Staining Procedures

Gram stain

• Make smears of blood, fluid, tissue or bacterial colony from an agar plate, as described in previous sections and air dry. (Heat fix smears but do not heat excessively, i.e., slide should not be too hot to touch.)
• Place slide on a rack over a sink.
• Cover smear with crystal violet dye and let stand for 1 minute.
• Rinse briefly in tap water and drain. Flood smear with Gram's iodine, pour off and flood again. Let stand for 1 minute.
• Wash briefly in tap water and drain. Rinse with decolorizer (95% ethanol or ethanolacetone mixture from a pipet) until no more purple dye comes off the slide (usually 2-5 seconds). Excessive decolorization may give a false Gram-negative reaction.
• Wash briefly with tap water and drain. Flood smear with safranin stain and let stand 1 minute.
• Wash briefly with tap water, drain, and air dry.
• Examine the slide using the oil immersion lens (100x)
• Gram-negative bacteria will be pink to red; Gram-positive bacteria will be purple.

Diff-Quik

• Make smears of blood, fluids, or tissues.
• Dip 5 times in Diff-Quik solution 1, one second each time, and drain.
• Dip 5 times in Diff-Quik solution 2, one second each time, and drain.
• Dip 5 times in Diff-Quik solution 3, one second each time, and drain.
• Rinse in tap water and drain.
• Air dry and examine using 10x, 40x, or 100x.

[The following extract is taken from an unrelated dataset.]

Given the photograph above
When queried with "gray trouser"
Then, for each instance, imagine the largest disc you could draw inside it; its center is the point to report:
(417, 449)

NOTE: Diff-Quik solution 3 can become weakened with age or use. Check stain intensity on slides periodically. Slides may be re-stained with fresh solution 3 if necessary. Periodically pass solutions 2 and 3 through separate 0.45-μm filters to remove precipitates and contaminating bacteria.

Figure. Demonstration of how to make a thin blood smear.

1. On slide “A” express a drop of blood or hemolymph about one-half inch from the end.
2. The edge of a second slide “B” is placed on the surface of slide “A” at about a 45 angle and is moved to the right until contact with the drop of blood.
3. Contact with the blood will cause the drop to spread along the edge of slide “B” due to capillarity. Slide “B” is then pushed to the left, being careful to keep the edge pressed uniformly against the surface of slide “A”.
4. The size of the drop of blood and acuteness of the angle formed between the slides will determine the thickness of the film. A more acute angle results in a thicker film.
5. The smear is allowed to air dry for transport in a slide box and later staining.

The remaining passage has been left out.